Twin Suicide Attack at Afghan Tribal Meeting Kills Fiveإقرأ هذا الخبر بالعربية
Two suicide bombers struck a meeting of community leaders in a southern Afghan town near the Pakistan border on Sunday, killing at least five people and wounding 15, officials said.
One gunman on foot opened fire on guards at the entrance of the council building in Spin Boldak, forced his way inside and detonated himself, while a second attacker rammed an explosives-laden vehicle into the outside walls.
The Kandahar provincial government said that the dead were a child, a health vaccinator, a member of the shura (council), a shopkeeper and a person there to register himself for an identity card.
"All the wounded were civilians who had come to the meeting to discuss their problems with shura members," it said in a statement, adding that three people were being treated for serious injuries in Kandahar city hospital.

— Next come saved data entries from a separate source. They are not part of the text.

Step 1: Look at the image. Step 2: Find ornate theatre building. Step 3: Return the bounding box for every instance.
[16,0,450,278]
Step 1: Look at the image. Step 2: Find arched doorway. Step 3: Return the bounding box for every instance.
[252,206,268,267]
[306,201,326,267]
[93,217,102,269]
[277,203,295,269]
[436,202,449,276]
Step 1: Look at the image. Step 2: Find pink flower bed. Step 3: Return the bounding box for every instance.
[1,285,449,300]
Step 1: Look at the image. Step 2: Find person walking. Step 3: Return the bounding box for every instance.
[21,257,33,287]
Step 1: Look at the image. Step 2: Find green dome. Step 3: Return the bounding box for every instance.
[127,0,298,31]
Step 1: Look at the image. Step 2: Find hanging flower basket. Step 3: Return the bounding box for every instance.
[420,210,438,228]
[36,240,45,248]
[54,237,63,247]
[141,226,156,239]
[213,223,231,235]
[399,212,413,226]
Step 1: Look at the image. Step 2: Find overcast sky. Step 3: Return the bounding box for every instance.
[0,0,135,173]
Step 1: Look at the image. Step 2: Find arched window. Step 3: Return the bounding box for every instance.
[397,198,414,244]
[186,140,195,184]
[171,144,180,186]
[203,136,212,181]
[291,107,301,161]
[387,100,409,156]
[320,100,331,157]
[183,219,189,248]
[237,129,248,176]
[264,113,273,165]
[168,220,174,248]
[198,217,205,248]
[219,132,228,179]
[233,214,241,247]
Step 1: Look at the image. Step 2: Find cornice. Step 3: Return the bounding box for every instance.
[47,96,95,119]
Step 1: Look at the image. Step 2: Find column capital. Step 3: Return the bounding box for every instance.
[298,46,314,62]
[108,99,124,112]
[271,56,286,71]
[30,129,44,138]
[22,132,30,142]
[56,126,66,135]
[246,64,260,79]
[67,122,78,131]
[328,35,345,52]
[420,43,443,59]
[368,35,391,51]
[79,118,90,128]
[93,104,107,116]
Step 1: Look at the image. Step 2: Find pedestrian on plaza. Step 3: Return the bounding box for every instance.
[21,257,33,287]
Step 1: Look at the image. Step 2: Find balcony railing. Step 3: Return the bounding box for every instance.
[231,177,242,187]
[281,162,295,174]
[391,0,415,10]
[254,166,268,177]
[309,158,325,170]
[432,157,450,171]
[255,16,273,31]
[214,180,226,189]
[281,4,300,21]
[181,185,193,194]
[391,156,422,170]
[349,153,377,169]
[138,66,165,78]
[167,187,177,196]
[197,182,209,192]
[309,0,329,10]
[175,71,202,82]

The building partially collapsed due the impact of the blasts, with some of the injured pulled from the rubble during a search operation to check for buried bodies.
Taliban spokesman Qari Yousuf Ahmadi claimed the militants were responsible, saying eight people, mostly police, were killed, though provincial officials reported no security forces had died or been injured.
Witnesses said two explosions were heard followed by small arms fire in Spin Boldak, a volatile town 100 kilometers (60 miles) south of Kandahar city.
"Every Sunday the local shura meets at the administrative building, that is where the attack happened," said Mohammad Ali, the border police chief.
About 40 residents were attending the meeting to lodge complaints with tribal elders or to petition them for assistance.
The Taliban have waged a bloody insurgency against foreign and Afghan forces since being ousted from power in a 2001 invasion led by the United States.
Spin Boldak sits on the road from Kandahar, birthplace of the Taliban movement, to the Pakistani city of Quetta, where the fugitive leaders of the insurgency are widely thought to mastermind many attacks.
The last major suicide blast in Afghanistan occurred on December 26 at a U.S. military base near the eastern city of Khost, killing at least three Afghans and wounding seven others.
It came two days after an Afghan policewoman shot dead a U.S. NATO adviser in Kabul police headquarters, the latest "insider" attack by a member of Afghanistan's security forces on their foreign allies.
NATO is handing over security duties to Afghan forces as it prepares to withdraw the bulk of its 100,000 troops by 2014, but there are fears the country will descend into civil war when foreign soldiers leave.
President Hamid Karzai travels to Washington this week for talks with President Barack Obama on a bilateral security pact, with the issue of some U.S. troops remaining in Afghanistan after 2014 high on the agenda.
The Taliban on Saturday warned of a prolonged war if any foreign troops are left as a "residual force", though U.S. media reports say that between 3,000 and 9,000 troops are likely to stay on to target militants.